Yesterday I pulled out a box of pasta and realized it was past its best before date. One thing led to another and I found myself looking at the dates on all the packages on my pantry shelves. It’s embarrassing how many items were outdated. In fact, some were so old I can’t believe I actually brought them to this house when I moved last year. I even paid someone to pack them and move them!
Anyway, as I was sorting through the old rice flour, curry, and custard powder it occurred to me that most of the men I’ve met through dating sites were best before dates, too. They were charming and engaging online, but in person they didn’t quite live up to their former promise.
The clever university professor came to the coffee shop with a copy of my profile and a daunting list of questions. The jovial house builder talked for fifty-five of the sixty minutes we were together. The flirtatious city worker arranged to meet me where his coworkers were having lunch so they could check me out. The successful businessman treated me like a slightly stupid child. Each of them, in their own way, was much more likable before I met them.

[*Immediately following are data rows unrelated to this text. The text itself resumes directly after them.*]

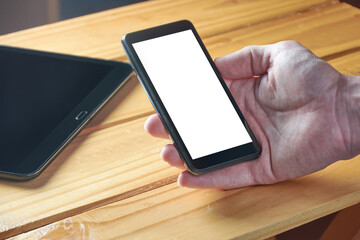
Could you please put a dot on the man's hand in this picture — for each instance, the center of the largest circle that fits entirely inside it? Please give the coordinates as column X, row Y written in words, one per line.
column 295, row 104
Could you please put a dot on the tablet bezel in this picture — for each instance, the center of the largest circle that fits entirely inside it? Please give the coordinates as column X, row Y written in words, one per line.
column 204, row 164
column 59, row 137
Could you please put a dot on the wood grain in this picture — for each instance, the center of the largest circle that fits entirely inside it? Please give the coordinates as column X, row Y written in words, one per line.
column 249, row 213
column 93, row 170
column 345, row 225
column 113, row 159
column 98, row 35
column 305, row 28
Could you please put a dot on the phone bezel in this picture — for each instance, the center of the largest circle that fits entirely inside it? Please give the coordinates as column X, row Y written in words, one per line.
column 207, row 163
column 57, row 139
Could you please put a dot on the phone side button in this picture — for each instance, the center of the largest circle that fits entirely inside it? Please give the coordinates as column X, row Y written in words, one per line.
column 81, row 115
column 171, row 138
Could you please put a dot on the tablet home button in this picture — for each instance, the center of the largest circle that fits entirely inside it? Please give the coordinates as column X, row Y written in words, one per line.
column 81, row 115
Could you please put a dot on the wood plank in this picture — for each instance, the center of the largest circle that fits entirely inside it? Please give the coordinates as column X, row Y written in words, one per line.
column 305, row 28
column 71, row 184
column 249, row 213
column 98, row 35
column 345, row 225
column 331, row 31
column 95, row 169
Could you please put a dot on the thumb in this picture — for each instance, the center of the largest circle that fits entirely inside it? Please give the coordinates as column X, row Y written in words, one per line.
column 245, row 63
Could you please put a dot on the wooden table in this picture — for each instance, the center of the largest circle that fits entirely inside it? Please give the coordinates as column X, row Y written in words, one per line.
column 110, row 182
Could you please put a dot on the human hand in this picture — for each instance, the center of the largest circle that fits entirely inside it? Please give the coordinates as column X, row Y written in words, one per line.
column 294, row 103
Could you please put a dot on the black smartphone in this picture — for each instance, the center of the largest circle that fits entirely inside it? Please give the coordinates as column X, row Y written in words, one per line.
column 193, row 101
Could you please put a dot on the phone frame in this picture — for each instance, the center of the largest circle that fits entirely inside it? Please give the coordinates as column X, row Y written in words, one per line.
column 242, row 153
column 47, row 150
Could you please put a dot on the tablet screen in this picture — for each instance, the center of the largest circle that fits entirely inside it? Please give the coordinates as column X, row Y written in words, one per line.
column 36, row 93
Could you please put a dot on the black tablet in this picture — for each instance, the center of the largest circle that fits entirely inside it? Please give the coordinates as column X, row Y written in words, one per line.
column 45, row 99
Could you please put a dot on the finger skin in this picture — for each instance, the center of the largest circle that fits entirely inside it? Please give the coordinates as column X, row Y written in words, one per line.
column 245, row 63
column 170, row 155
column 227, row 178
column 155, row 127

But then, I’m best before dates, too. When I first started dating a few years ago it was quite an exciting enterprise. I liked the online searching for a suitable match and the tentative getting-to-know you chats and emails. With online communication I had time to think about what I wanted to say and how I wanted to say it. I could be wise, witty, and clear. The anticipation of a date was energizing, and getting dressed for the occasion meant I actually cared about my appearance.
After doing this for a few years, though, the thrill had gone. When I meet someone for the first time now I am probably a bit dull. I am slightly weary of retelling my life story and trying to summarize six decades in six minutes, and my lack of optimism probably shows on my face. I stopped dating when I realized what I was doing. It wasn’t fair, and it wasn’t fun anymore. Neither was I.
At least, not when going on dates. I’m loads of fun when I’m on my own reading best before dates. I stand at the top of the kitchen step stool and gleefully throw dry goods into the trash bin. You’d laugh to see me. We could take bets on whether or not I would sink the shot, or if the package would burst open before it hit the bin. In fact, why don’t we make it a date?